Free stuff always sounds great — except for the fact that not much is really ever free.
Such is the case in the current political talking points from the left in which leaders are promoting that higher education should be free and that health care for all will solve all our nation’s inequalities.
In fact, the opposite is true.
It’s a sad truth that, despite the strong economy before the coronavirus, more people were struggling financially due to the escalating cost structures of education and health care, two of society’s critical pillars. The cost of education outpaced wage growth by eight times between 1989 and 2016, while the cost of health care has increased twice as quickly as wages over the last 10 years.
Current student debt is over $1.5 trillion. The bulk of that is guaranteed by the federal government, which has supported a false economy within higher education. This is evident in the record-building boom on campuses nationwide, supported by a bond market that relied on massive federal lending to students.
After building new facilities at a record pace, many universities now face significant and growing repair and renovation needs, and most campuses lack a funding source to pay those bills. The result is that significant additional spending will be needed. Meanwhile, real estate investment trusts have jumped in and built student housing, also at a record pace, creating a strong competitor to university-owned units at many campuses.

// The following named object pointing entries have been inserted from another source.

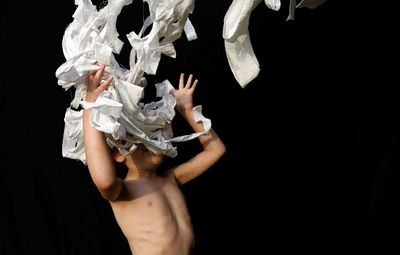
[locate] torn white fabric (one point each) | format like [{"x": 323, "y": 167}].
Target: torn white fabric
[
  {"x": 92, "y": 38},
  {"x": 239, "y": 51},
  {"x": 312, "y": 4}
]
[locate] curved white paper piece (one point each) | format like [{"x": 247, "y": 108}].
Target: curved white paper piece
[
  {"x": 311, "y": 4},
  {"x": 273, "y": 4},
  {"x": 92, "y": 38},
  {"x": 239, "y": 51}
]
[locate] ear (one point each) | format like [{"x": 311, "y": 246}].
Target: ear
[{"x": 117, "y": 155}]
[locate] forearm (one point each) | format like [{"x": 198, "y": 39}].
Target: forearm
[
  {"x": 99, "y": 160},
  {"x": 210, "y": 141}
]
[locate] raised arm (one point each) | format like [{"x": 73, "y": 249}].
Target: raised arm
[
  {"x": 213, "y": 147},
  {"x": 98, "y": 156}
]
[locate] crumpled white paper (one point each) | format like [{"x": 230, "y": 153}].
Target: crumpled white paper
[
  {"x": 92, "y": 38},
  {"x": 239, "y": 51}
]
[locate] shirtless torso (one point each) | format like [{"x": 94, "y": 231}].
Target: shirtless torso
[{"x": 153, "y": 216}]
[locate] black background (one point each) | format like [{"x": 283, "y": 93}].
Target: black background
[{"x": 312, "y": 159}]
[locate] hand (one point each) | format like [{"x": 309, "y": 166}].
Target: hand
[
  {"x": 94, "y": 87},
  {"x": 184, "y": 94}
]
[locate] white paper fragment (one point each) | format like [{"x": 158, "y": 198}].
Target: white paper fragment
[
  {"x": 91, "y": 39},
  {"x": 239, "y": 51},
  {"x": 273, "y": 4},
  {"x": 312, "y": 4}
]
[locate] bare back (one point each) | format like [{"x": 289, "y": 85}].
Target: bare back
[{"x": 153, "y": 215}]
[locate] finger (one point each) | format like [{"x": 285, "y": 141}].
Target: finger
[
  {"x": 105, "y": 84},
  {"x": 181, "y": 80},
  {"x": 99, "y": 72},
  {"x": 189, "y": 81},
  {"x": 194, "y": 85}
]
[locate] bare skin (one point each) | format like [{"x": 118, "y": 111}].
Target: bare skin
[{"x": 150, "y": 209}]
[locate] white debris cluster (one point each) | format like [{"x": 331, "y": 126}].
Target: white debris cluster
[{"x": 92, "y": 38}]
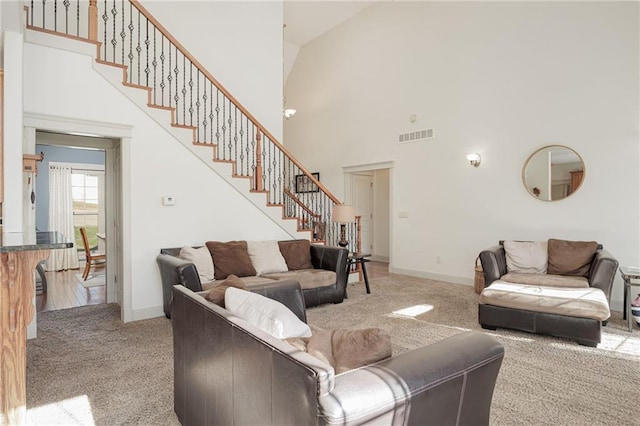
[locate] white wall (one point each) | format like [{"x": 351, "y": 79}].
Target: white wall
[
  {"x": 64, "y": 84},
  {"x": 498, "y": 78},
  {"x": 240, "y": 44}
]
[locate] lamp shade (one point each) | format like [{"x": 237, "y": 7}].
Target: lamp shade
[{"x": 343, "y": 213}]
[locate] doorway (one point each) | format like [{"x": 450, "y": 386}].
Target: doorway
[
  {"x": 94, "y": 192},
  {"x": 368, "y": 189}
]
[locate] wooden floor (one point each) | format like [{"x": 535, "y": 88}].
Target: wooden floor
[{"x": 65, "y": 291}]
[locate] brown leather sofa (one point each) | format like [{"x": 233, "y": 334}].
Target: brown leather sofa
[
  {"x": 229, "y": 372},
  {"x": 174, "y": 270},
  {"x": 587, "y": 331}
]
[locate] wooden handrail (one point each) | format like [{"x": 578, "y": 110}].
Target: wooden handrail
[
  {"x": 203, "y": 70},
  {"x": 301, "y": 204}
]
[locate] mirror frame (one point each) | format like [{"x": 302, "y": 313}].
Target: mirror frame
[{"x": 526, "y": 163}]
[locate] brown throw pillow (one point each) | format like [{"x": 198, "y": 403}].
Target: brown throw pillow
[
  {"x": 570, "y": 257},
  {"x": 231, "y": 258},
  {"x": 349, "y": 349},
  {"x": 296, "y": 253},
  {"x": 216, "y": 294}
]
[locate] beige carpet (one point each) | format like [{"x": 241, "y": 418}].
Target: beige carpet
[{"x": 88, "y": 367}]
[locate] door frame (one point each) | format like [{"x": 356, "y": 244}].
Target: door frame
[
  {"x": 348, "y": 171},
  {"x": 117, "y": 190}
]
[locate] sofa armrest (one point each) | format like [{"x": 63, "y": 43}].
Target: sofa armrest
[
  {"x": 287, "y": 292},
  {"x": 494, "y": 263},
  {"x": 332, "y": 259},
  {"x": 448, "y": 382},
  {"x": 602, "y": 272},
  {"x": 174, "y": 270}
]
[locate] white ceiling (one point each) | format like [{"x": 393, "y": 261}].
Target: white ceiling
[{"x": 306, "y": 20}]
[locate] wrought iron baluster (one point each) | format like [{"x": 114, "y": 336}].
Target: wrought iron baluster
[
  {"x": 131, "y": 27},
  {"x": 162, "y": 58},
  {"x": 66, "y": 4},
  {"x": 105, "y": 19},
  {"x": 155, "y": 66},
  {"x": 147, "y": 42},
  {"x": 114, "y": 42},
  {"x": 138, "y": 47},
  {"x": 184, "y": 89},
  {"x": 190, "y": 93},
  {"x": 123, "y": 33}
]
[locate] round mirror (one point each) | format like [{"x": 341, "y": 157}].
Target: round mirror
[{"x": 553, "y": 172}]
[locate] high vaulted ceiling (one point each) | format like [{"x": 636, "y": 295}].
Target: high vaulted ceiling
[{"x": 306, "y": 20}]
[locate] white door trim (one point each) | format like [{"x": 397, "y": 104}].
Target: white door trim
[{"x": 71, "y": 126}]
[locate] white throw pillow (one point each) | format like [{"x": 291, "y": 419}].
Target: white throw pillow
[
  {"x": 201, "y": 257},
  {"x": 267, "y": 314},
  {"x": 266, "y": 257},
  {"x": 526, "y": 257}
]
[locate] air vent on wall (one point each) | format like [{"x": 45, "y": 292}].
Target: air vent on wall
[{"x": 418, "y": 135}]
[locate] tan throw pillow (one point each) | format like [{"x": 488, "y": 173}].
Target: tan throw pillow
[
  {"x": 570, "y": 257},
  {"x": 201, "y": 258},
  {"x": 216, "y": 294},
  {"x": 296, "y": 253},
  {"x": 349, "y": 349},
  {"x": 231, "y": 258},
  {"x": 526, "y": 257},
  {"x": 266, "y": 257}
]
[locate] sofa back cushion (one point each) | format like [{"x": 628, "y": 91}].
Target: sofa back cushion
[
  {"x": 526, "y": 257},
  {"x": 570, "y": 257},
  {"x": 266, "y": 257},
  {"x": 296, "y": 253},
  {"x": 268, "y": 315},
  {"x": 231, "y": 257},
  {"x": 201, "y": 258}
]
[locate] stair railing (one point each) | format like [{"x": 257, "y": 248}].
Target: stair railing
[{"x": 128, "y": 36}]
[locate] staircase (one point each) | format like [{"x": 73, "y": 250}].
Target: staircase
[{"x": 156, "y": 72}]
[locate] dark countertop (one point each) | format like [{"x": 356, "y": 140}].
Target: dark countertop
[{"x": 22, "y": 241}]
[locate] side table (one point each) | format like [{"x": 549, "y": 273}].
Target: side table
[
  {"x": 360, "y": 258},
  {"x": 628, "y": 273}
]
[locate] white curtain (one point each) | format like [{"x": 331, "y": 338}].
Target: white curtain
[{"x": 61, "y": 217}]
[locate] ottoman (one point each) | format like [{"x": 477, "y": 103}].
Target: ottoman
[{"x": 572, "y": 313}]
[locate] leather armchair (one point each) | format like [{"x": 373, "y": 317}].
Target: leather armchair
[
  {"x": 601, "y": 272},
  {"x": 229, "y": 372}
]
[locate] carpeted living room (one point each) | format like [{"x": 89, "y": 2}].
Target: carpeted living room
[
  {"x": 478, "y": 158},
  {"x": 87, "y": 367}
]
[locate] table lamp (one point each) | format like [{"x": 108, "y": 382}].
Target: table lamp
[{"x": 343, "y": 214}]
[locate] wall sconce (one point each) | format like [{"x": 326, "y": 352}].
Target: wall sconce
[
  {"x": 288, "y": 113},
  {"x": 474, "y": 159},
  {"x": 343, "y": 214}
]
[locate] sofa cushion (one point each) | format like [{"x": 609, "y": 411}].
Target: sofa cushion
[
  {"x": 572, "y": 302},
  {"x": 296, "y": 253},
  {"x": 570, "y": 257},
  {"x": 546, "y": 280},
  {"x": 308, "y": 278},
  {"x": 216, "y": 294},
  {"x": 266, "y": 257},
  {"x": 201, "y": 258},
  {"x": 231, "y": 257},
  {"x": 526, "y": 257},
  {"x": 346, "y": 350},
  {"x": 266, "y": 314}
]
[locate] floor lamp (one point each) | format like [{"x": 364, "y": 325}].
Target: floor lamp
[{"x": 343, "y": 214}]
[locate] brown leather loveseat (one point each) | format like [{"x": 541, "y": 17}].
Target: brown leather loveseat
[{"x": 227, "y": 371}]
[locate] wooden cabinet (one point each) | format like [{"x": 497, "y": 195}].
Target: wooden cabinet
[{"x": 576, "y": 180}]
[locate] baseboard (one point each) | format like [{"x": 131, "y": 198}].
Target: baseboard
[
  {"x": 429, "y": 275},
  {"x": 147, "y": 313}
]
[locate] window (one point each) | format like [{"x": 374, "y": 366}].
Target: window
[{"x": 86, "y": 194}]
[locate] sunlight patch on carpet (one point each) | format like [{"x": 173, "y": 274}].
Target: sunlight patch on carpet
[
  {"x": 72, "y": 411},
  {"x": 413, "y": 311}
]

None of this is sustainable given the cost structure that it now takes to get a four-year degree — the math just doesn’t work.
The health care industry has also created an equally unsustainable model on many fronts. The consolidation of health care systems and physician practices has not driven down cost and improved quality. Instead, statistics show costs rising and quality declining.
Just as in higher education, the medical industry has seen a large increase in administrative bloat, helping drive costs steadily higher. Much of this added expense can be traced back to federal regulatory requirements that take layers of staff to handle reporting needs. Has such administrative growth improved either higher education or healthcare?